From Long Videos to Engaging Clips: A Human-Inspired Video Editing Framework with Multimodal Narrative Understanding
Xiangfeng Wang, Xiao Li, Yadong Wei, Xueyu Song, Yang Song, Xiaoqiang Xia, Fangrui Zeng, Zaiyi Chen, Liu Liu, Gu Xu, Tong Xu
TL;DR
The paper addresses the challenge of condensing long-form videos into concise, engaging clips by integrating multimodal narrative understanding to overcome ASR-centric editing limitations. It introduces HIVE, a framework that fuses visual context, dialogue analysis, and narrative summaries via multimodal LLMs, combined with scene-level segmentation and a three-task editing workflow.
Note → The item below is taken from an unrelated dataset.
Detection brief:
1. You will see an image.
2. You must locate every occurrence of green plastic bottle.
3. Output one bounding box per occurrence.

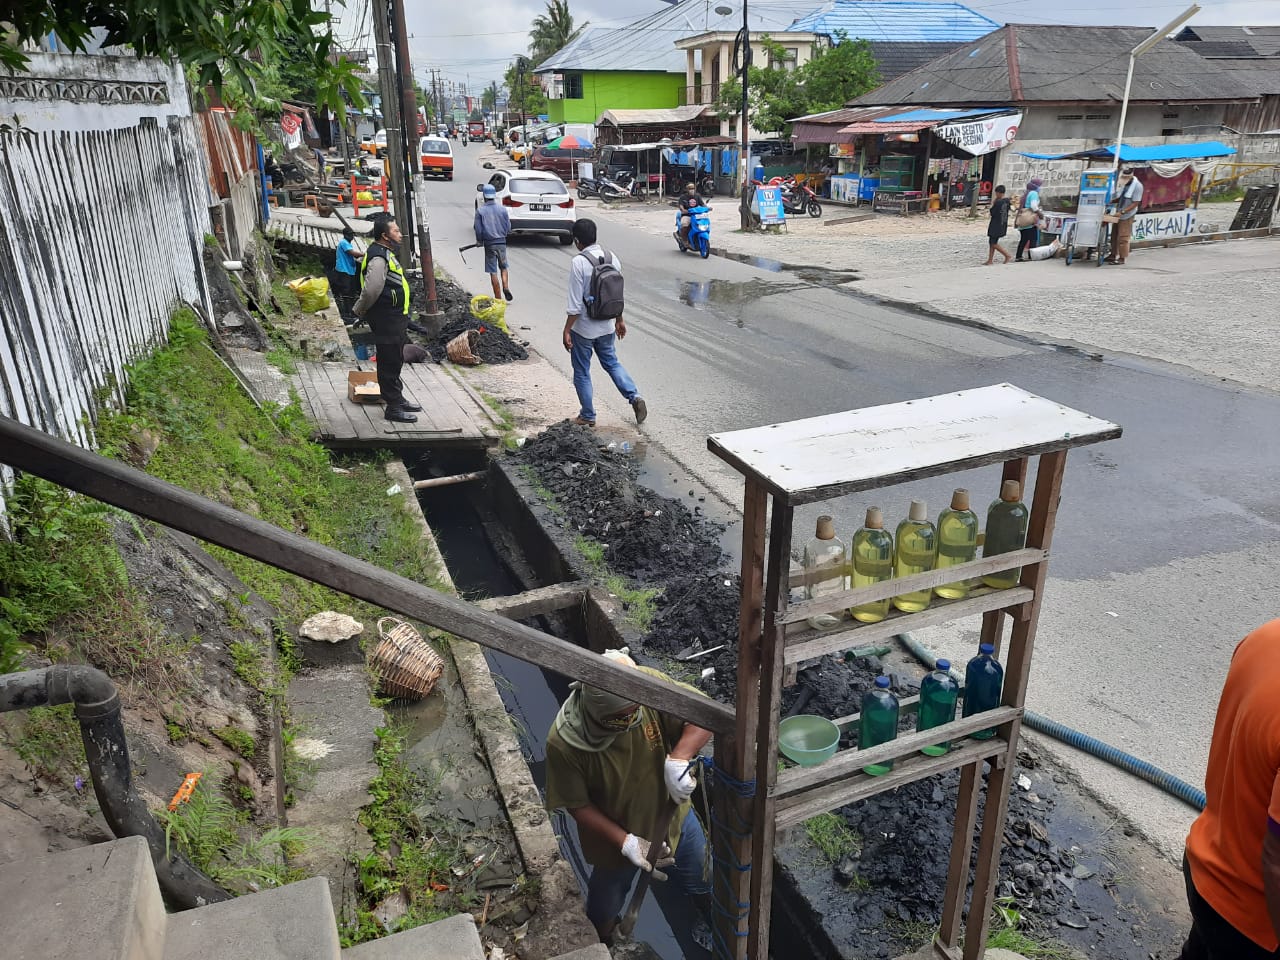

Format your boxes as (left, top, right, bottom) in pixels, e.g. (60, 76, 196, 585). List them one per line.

The authors contribute a DramaAD dataset for benchmarking, along with evaluation metrics spanning diversity, smoothness, engagement, and ad-specific hooks. Empirical results show that HIVE outperforms baselines across general and advertisement-edited tasks, narrowing the gap to human editing and enabling scalable, high-quality automatic video editing. The work advances practical automatic editing for both mainstream content and advertising contexts and provides a new research resource for multimodal narrative understanding in video editing.
Abstract
The rapid growth of online video content, especially on short video platforms, has created a growing demand for efficient video editing techniques that can condense long-form videos into concise and engaging clips. Existing automatic editing methods predominantly rely on textual cues from ASR transcripts and end-to-end segment selection, often neglecting the rich visual context and leading to incoherent outputs. In this paper, we propose a human-inspired automatic video editing framework (HIVE) that leverages multimodal narrative understanding to address these limitations. Our approach incorporates character extraction, dialogue analysis, and narrative summarization through multimodal large language models, enabling a holistic understanding of the video content. To further enhance coherence, we apply scene-level segmentation and decompose the editing process into three subtasks: highlight detection, opening/ending selection, and pruning of irrelevant content. To facilitate research in this area, we introduce DramaAD, a novel benchmark dataset comprising over 800 short drama episodes and 500 professionally edited advertisement clips. Experimental results demonstrate that our framework consistently outperforms existing baselines across both general and advertisement-oriented editing tasks, significantly narrowing the quality gap between automatic and human-edited videos.